The result: Total Return's institutional shares returned just 2.58 percent, lagging 82 percent of its peers, according to Morningstar. Between April and June it suffered its first quarterly loss in two years.

The fund even lagged the Lehman Brothers Aggregate Bond Index, considered the broadest measure of the U.S. bond market, by 1.02 percentage points.

No more. The fund is now outperforming the Lehman index by 0.14 percentage point. That 1.16 percentage point pickup against the index in a month is huge; many managers would be happy with just a few tenths.

``What happened in July from a macro standpoint was that companies revised their earnings estimates downward almost 6 percent, one of the sharpest declines ever,'' said Keller. ``This put a cold shower on optimists for the economy, and sparked a strong rally in bonds.''

That helped the fund because Gross bet that interest rates would fall. And they did. Since June 30 the 10-year Treasury yield has fallen to below 5.2 percent from 5.42 percent.

Keller said Total Return ended the first half with a ''duration'' of 5.9 years, near the top of its usual three to six year range. That means prices will rise 5.9 percent for every 1 percent drop in interest rates.

The Lehman index, in contrast, had a duration of 4.75 years, Jacobson said.

``Gross is known for making interest rate plays, and this is a very big play,'' said Jacobson.

SOUR ON ECONOMY

Keller would not discuss what else caused Total Return's July performance, or where the fund is placing its bets now.

But he did say that PIMCO still expects the economy to struggle, and the Federal Reserve (news - web sites) to cut interest rates more, even though the Fed has cut rates six times this year to help revive the economy.

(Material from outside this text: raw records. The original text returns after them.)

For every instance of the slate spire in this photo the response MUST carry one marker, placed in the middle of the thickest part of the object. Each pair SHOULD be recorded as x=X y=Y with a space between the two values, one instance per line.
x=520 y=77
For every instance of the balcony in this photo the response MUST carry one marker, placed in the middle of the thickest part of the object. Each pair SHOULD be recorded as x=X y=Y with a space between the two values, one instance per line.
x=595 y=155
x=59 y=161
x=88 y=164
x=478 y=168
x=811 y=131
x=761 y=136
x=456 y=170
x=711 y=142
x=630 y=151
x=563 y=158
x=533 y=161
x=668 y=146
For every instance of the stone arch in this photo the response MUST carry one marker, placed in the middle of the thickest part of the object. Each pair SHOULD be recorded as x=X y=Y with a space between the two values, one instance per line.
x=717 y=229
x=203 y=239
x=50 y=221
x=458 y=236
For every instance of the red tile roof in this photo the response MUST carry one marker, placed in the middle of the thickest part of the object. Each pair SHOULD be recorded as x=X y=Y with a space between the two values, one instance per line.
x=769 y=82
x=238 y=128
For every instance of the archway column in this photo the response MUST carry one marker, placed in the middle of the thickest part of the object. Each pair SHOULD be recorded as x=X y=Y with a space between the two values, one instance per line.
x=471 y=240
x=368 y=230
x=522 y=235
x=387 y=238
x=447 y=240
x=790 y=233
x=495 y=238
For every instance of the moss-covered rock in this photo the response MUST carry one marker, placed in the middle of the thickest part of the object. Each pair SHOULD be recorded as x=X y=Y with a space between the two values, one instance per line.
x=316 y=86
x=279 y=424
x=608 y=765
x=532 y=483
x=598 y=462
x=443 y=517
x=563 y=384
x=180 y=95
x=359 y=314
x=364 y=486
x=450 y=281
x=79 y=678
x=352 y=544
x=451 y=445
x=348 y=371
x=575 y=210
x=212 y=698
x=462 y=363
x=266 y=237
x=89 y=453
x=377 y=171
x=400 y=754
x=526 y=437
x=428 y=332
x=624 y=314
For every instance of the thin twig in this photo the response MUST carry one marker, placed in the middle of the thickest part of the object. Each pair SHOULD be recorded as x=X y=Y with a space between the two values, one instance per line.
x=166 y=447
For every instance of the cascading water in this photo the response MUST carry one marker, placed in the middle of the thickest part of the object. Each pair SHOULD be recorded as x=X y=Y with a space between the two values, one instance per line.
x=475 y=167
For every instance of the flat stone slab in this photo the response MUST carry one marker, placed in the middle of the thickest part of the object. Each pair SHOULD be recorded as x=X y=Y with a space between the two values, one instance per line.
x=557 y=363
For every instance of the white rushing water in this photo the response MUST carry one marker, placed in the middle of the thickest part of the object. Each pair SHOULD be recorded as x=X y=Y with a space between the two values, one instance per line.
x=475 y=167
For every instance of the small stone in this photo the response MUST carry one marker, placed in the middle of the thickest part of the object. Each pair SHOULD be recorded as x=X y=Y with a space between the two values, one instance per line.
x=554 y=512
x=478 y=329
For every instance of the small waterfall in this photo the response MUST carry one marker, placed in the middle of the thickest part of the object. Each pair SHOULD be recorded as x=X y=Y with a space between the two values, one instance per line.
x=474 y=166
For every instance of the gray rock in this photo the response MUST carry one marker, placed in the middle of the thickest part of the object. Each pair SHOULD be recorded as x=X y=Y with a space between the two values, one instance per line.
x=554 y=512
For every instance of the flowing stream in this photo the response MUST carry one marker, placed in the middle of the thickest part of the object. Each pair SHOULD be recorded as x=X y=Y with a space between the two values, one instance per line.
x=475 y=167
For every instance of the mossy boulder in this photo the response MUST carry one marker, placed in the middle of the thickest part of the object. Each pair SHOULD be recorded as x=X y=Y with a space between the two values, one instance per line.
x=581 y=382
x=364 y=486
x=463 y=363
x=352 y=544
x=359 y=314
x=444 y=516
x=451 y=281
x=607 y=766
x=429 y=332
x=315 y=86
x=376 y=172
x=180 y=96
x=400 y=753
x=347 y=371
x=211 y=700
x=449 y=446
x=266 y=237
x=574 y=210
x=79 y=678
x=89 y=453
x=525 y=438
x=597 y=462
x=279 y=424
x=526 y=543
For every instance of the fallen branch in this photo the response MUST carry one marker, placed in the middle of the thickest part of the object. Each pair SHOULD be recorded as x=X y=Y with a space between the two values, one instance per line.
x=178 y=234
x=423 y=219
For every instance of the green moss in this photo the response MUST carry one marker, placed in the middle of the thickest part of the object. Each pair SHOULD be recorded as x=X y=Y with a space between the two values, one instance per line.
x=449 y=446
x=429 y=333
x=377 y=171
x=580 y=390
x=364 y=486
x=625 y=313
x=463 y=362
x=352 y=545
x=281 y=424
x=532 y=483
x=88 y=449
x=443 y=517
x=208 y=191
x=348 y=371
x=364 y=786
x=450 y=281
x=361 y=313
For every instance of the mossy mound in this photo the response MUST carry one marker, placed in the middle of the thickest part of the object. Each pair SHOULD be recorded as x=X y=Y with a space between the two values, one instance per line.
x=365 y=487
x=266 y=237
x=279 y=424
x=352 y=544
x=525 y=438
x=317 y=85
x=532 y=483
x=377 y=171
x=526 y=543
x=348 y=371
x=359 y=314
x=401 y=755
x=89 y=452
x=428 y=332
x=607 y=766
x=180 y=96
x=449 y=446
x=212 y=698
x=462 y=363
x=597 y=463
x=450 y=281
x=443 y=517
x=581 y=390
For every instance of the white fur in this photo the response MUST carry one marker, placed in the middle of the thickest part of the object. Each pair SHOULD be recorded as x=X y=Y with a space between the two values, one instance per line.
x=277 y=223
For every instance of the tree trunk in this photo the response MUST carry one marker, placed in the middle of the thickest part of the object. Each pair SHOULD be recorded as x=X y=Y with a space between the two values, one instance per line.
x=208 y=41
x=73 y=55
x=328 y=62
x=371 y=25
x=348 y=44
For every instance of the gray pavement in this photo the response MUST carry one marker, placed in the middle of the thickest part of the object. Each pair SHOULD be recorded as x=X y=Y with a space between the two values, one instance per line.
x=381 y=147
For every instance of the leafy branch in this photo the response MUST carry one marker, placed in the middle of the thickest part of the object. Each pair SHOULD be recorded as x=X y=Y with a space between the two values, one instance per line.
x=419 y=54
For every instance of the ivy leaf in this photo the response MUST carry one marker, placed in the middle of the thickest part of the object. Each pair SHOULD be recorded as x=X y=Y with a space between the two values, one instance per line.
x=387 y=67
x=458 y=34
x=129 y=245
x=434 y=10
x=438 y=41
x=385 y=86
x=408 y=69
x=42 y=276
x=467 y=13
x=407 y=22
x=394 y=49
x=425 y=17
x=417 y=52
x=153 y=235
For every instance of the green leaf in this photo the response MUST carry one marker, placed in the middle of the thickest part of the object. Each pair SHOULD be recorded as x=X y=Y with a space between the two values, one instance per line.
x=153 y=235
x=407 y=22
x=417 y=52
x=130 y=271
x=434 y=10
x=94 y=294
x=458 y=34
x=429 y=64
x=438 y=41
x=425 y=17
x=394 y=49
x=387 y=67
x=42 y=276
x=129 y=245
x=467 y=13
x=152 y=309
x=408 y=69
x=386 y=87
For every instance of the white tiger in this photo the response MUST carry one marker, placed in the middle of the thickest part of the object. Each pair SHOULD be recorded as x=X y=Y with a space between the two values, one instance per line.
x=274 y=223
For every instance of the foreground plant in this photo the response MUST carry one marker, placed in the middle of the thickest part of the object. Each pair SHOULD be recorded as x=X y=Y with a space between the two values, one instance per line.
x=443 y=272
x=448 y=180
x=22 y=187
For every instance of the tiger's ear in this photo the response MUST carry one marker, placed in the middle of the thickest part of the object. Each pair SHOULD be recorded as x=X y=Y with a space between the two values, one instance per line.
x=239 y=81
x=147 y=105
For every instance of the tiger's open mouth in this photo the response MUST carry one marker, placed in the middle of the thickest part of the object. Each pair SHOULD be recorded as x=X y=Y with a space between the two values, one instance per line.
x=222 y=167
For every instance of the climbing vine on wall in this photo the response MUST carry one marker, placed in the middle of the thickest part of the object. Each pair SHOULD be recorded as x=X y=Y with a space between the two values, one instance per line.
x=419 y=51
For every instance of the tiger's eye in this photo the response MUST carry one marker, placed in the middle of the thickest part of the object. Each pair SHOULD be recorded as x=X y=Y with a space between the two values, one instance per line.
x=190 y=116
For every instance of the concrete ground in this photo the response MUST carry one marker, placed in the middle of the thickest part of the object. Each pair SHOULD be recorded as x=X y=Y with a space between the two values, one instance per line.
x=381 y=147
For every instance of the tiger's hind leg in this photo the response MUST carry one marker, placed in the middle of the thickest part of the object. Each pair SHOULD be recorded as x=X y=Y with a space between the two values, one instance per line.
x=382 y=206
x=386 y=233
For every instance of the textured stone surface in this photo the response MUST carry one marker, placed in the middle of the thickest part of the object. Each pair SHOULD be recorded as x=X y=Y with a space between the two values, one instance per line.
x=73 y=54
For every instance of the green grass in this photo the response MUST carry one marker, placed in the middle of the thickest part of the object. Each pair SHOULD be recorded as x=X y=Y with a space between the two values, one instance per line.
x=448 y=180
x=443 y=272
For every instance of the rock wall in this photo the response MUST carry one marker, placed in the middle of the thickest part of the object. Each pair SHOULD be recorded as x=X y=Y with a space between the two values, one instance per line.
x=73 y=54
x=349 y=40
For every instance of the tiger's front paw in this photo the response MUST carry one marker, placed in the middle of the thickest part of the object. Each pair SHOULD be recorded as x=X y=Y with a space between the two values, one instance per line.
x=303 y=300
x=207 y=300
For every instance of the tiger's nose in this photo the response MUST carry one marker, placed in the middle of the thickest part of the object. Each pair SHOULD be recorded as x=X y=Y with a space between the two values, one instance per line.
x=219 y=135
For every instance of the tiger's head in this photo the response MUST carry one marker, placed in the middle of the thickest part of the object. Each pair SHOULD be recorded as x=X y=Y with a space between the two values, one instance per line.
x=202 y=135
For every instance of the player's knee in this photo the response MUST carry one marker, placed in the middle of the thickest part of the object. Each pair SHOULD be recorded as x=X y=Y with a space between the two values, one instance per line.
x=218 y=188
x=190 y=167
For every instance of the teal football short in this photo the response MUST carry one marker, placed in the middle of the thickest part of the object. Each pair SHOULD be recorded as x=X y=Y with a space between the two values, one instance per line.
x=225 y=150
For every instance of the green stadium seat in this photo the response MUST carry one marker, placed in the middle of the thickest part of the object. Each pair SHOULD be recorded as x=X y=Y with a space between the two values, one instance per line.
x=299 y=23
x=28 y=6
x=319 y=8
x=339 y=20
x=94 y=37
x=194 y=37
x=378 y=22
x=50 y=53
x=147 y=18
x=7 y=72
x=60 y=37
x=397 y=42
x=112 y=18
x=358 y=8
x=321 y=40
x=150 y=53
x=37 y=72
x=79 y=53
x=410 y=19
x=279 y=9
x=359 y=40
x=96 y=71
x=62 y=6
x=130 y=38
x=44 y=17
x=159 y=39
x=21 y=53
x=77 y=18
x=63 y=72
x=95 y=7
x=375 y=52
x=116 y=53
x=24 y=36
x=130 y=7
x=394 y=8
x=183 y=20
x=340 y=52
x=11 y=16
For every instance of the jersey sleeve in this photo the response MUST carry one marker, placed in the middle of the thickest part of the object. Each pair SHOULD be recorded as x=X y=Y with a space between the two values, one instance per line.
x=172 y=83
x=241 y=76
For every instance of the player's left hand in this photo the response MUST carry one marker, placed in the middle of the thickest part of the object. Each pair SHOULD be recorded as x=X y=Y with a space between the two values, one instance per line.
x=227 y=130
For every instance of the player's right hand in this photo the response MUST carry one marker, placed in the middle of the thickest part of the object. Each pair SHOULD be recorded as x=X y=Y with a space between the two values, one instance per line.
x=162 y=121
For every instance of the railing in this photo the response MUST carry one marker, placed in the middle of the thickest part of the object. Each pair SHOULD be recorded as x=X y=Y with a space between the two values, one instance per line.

A weak economy is usually conducive to low interest rates and better performance by higher-quality bonds.

``There will be a recovery,'' said Keller, ``but it will be a long, slow, painful one.''

Indeed, Jacobson said he last spoke with PIMCO officials a week ago, and they said that Gross' ``attitude toward corporates hasn't changed at all, and that he remains fairly negative.''

He also said investors should not be alarmed by the big bets Gross makes, such as the duration bet.

``The most important thing is, it got the desired results,'' he said.